La sensibilidad climática es una medida de cuánto se calentará la Tierra cuando se aumenta la concentración de CO2 en la atmósfera. De forma habitual se define como el calentamiento esperado si la atmósfera tuviera el doble de CO2 respecto a los niveles preindustriales (alrededor de 1750, antes de que la gente empezara a quemar mucho carbón). Esa cantidad de CO2 produce un cambio en el balance energético de la Tierra, llamado forzamiento radiativo.

¿Cuánto calor extra supone duplicar el CO2?

Cuando el CO2 atmosférico se duplica se crea un forzamiento radiativo de aproximadamente 3.7 julios por segundo por metro cuadrado (3.7 W/m²). A menudo eso se redondea a 4 J/s·m². Ese forzamiento equivale a atrapar más energía en el sistema climático; la respuesta en temperatura depende de cómo responde la propia Tierra (los llamados «feedbacks»).

Formas de medir la sensibilidad climática

Hay dos conceptos relacionados pero distintos:

  • Equilibrium Climate Sensitivity (ECS): es el calentamiento final una vez que el sistema climático alcanza un nuevo equilibrio tras duplicarse el CO2. Esto puede tardar siglos porque los océanos absorben y redistribuyen calor.
  • Transient Climate Response (TCR): es el calentamiento después de un aumento gradual del CO2 (por ejemplo, un 1% anual) en el momento en que la concentración se ha doblado; es una medida en escalas de décadas y suele ser menor que la ECS.

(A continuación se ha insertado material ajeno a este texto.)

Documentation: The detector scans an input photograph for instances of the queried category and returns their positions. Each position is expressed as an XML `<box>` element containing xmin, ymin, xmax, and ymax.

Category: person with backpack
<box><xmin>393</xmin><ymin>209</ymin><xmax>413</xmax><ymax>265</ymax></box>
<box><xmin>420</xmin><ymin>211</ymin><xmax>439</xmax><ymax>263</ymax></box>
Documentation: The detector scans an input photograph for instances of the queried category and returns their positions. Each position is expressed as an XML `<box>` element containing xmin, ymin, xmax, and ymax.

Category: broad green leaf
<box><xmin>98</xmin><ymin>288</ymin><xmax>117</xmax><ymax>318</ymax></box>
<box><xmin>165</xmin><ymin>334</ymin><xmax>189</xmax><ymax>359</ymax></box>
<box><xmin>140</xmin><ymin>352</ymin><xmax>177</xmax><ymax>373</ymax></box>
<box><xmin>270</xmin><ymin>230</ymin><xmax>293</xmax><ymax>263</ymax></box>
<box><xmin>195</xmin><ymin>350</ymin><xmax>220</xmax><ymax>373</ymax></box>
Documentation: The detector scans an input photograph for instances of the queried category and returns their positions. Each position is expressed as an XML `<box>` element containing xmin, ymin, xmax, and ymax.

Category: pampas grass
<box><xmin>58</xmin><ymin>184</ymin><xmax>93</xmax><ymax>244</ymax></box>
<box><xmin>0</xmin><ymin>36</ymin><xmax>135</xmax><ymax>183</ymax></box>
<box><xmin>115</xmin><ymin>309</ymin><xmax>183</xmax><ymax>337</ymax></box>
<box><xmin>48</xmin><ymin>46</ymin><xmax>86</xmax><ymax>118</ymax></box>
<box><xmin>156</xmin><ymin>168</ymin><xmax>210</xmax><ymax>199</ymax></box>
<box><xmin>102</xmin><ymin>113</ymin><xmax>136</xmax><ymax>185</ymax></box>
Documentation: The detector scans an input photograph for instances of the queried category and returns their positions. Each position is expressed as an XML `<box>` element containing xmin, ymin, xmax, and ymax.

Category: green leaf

¿Por qué la estimación no es exacta?

La respuesta del sistema climático depende de varios feedbacks que pueden amplificar o reducir el calentamiento:

  • Vapor de agua (positivo): el aire más cálido retiene más humedad, y el vapor de agua es un potente gas de efecto invernadero.
  • Albedo (positivo): el deshielo de nieve y hielo deja menos superficie reflectante y aumenta la absorción de energía.
  • Tasa de lapse (negativo/mixto): cambios en el perfil vertical de temperatura pueden moderar parte del calentamiento.
  • Nubos (incertidumbre): las nubes pueden enfriar reflejando luz o calentar reteniendo calor; su efecto neto y su cambio futuro son fuentes importantes de incertidumbre.
  • Aerosoles (negativo en muchos casos): partículas en la atmósfera pueden reflejar radiación y enfriar el clima, pero su distribución y efectos cambian con la actividad humana.

Valores y rangos

Las estimaciones recientes del Panel Intergubernamental sobre Cambio Climático (IPCC) sitúan la ECS en un rango probable alrededor de 2.5–4 °C, con una mejor estimación cercana a 3 °C, aunque hay incertidumbres. La TCR es menor y suele estimarse en torno a 1.4–2.2 °C según distintas metodologías. En informes anteriores ese rango era más amplio (por ejemplo, 1.5–4.5 °C), pero la evidencia y los modelos han ido refinándolo.

Cómo se calcula de forma sencilla

Una forma simplificada de entender la relación es usar el parámetro de sensibilidad climática λ, definido como:

ΔT = λ · ΔF

donde ΔT es el cambio de temperatura y ΔF el forzamiento radiativo (en W/m²). Si se toma ΔF ≈ 3.7 W/m² y λ ≈ 0.8 K/(W/m²), se obtiene ΔT ≈ 3 °C, que es la estimación clásica de la ECS.

Importancia práctica

Conocer la sensibilidad climática es crucial para:

  • Prever cuánto calentamiento cabe esperar por diferentes escenarios de emisiones.
  • Diseñar políticas de mitigación adecuadas (cuánto CO2 hay que evitar emitir para limitar el calentamiento a 1.5 °C o 2 °C).
  • Evaluar riesgos climáticos y planificar adaptación (impactos sobre ecosistemas, agricultura, disponibilidad de agua, nivel del mar, eventos extremos).

Resumen

La sensibilidad climática mide cuánto se calentará la Tierra si el CO2 se duplica respecto a niveles preindustriales. Ese doble de CO2 produce un forzamiento radiativo de ≈ 3.7 julios por segundo por metro cuadrado (a menudo redondeado a 4), y la mejor estimación actual sitúa el calentamiento a largo plazo en torno a 3 °C, con un rango probable que refleja incertidumbres en los feedbacks, sobre todo en las nubes.